The Leadership newspaper said the Nigerian court held that the federal government failed to place enough material before the court to prove that MTN was about to empty its bank accounts and move its funds out of the country.
The government had filed the application to prevent MTN from boycotting the payment of the N1.04tn fine imposed on it by the Nigerian Communications Commission (NCC) for its failure to deactivate its unregistered subscribers.
The government had specifically urged the court for an order directing all the 21 banks to open a special interest-yielding account in the name of the Chief Registrar of the Federal High Court and move N1.04tn out of whatever funds that were standing to MTN’s credit in their possession.

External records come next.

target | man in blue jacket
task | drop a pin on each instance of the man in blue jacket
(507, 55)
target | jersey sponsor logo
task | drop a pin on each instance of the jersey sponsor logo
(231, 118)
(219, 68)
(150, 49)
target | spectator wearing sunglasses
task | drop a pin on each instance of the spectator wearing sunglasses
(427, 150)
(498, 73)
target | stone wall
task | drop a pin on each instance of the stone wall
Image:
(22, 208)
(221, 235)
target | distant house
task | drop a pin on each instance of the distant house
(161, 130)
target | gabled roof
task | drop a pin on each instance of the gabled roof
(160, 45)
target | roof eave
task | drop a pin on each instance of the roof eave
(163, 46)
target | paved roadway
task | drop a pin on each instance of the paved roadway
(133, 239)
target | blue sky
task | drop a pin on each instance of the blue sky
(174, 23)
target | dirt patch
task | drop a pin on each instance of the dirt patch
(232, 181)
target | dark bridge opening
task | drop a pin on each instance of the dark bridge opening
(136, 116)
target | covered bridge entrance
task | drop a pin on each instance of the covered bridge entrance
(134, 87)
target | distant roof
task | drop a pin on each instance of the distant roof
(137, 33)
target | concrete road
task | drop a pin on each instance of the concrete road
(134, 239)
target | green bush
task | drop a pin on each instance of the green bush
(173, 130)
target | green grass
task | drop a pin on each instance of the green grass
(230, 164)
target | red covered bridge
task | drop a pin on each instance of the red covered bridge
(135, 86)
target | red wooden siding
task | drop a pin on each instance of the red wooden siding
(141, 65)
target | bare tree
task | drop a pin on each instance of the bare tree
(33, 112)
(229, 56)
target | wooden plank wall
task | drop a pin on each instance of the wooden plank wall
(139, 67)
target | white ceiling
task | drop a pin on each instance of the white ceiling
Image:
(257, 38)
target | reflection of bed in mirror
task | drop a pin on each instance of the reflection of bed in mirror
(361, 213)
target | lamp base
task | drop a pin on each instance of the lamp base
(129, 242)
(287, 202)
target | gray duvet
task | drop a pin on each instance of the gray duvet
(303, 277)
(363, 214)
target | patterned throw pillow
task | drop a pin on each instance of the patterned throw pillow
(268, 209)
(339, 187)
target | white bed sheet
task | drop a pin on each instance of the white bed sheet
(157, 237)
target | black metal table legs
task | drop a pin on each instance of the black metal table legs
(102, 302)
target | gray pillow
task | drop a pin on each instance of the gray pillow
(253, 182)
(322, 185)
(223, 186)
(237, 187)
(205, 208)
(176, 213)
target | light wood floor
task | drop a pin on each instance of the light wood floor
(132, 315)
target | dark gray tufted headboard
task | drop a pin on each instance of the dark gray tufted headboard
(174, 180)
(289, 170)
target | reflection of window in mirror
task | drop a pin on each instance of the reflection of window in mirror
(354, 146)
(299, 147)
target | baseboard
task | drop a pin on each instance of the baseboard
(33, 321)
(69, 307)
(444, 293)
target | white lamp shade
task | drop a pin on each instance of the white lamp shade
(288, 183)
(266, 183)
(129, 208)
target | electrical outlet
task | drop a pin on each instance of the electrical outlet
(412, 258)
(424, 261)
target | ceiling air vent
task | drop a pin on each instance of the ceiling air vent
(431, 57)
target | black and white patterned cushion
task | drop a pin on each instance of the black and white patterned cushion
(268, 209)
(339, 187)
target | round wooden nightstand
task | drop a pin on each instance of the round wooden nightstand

The government, in an affidavit attached to the application, expressed the fear that MTN could move all its funds out of the country before the N1.04tn fine could be enforced.
The Leadership newspaper reported that the Justice head declined to grant the application, holding that the case was a very sensitive one and of public interest, so he would rather urgently hear the case filed by MTN to challenge the fine and give a judgment within a short time.
But before he adjourned the case to January 22, 2016 for hearing the judge made an order for the parties to maintain status quo ante bellum pending the determination of the suit.
MTN was given a December 31 deadline to pay the fine for its failure to disconnect 5.2 million subscribers who did not register their SIM cards. The payment deadline has expired.
The South African-based telco has hired seven Senior Advocates of Nigeria (SAN) to fight the R59 billion ($3.9 billion) fine in the Federal High Court in Lagos. The initial fine was $5.2 billion and was in December reduced to $3.9 billion.
MTN through its lawyers led by Chief Wole Olanipekun (SAN) is challenging the NCC’s powers to impose the fine. It argued that NCC being a regulator cannot assume all the functions of the state. It is seeking the appropriate reliefs.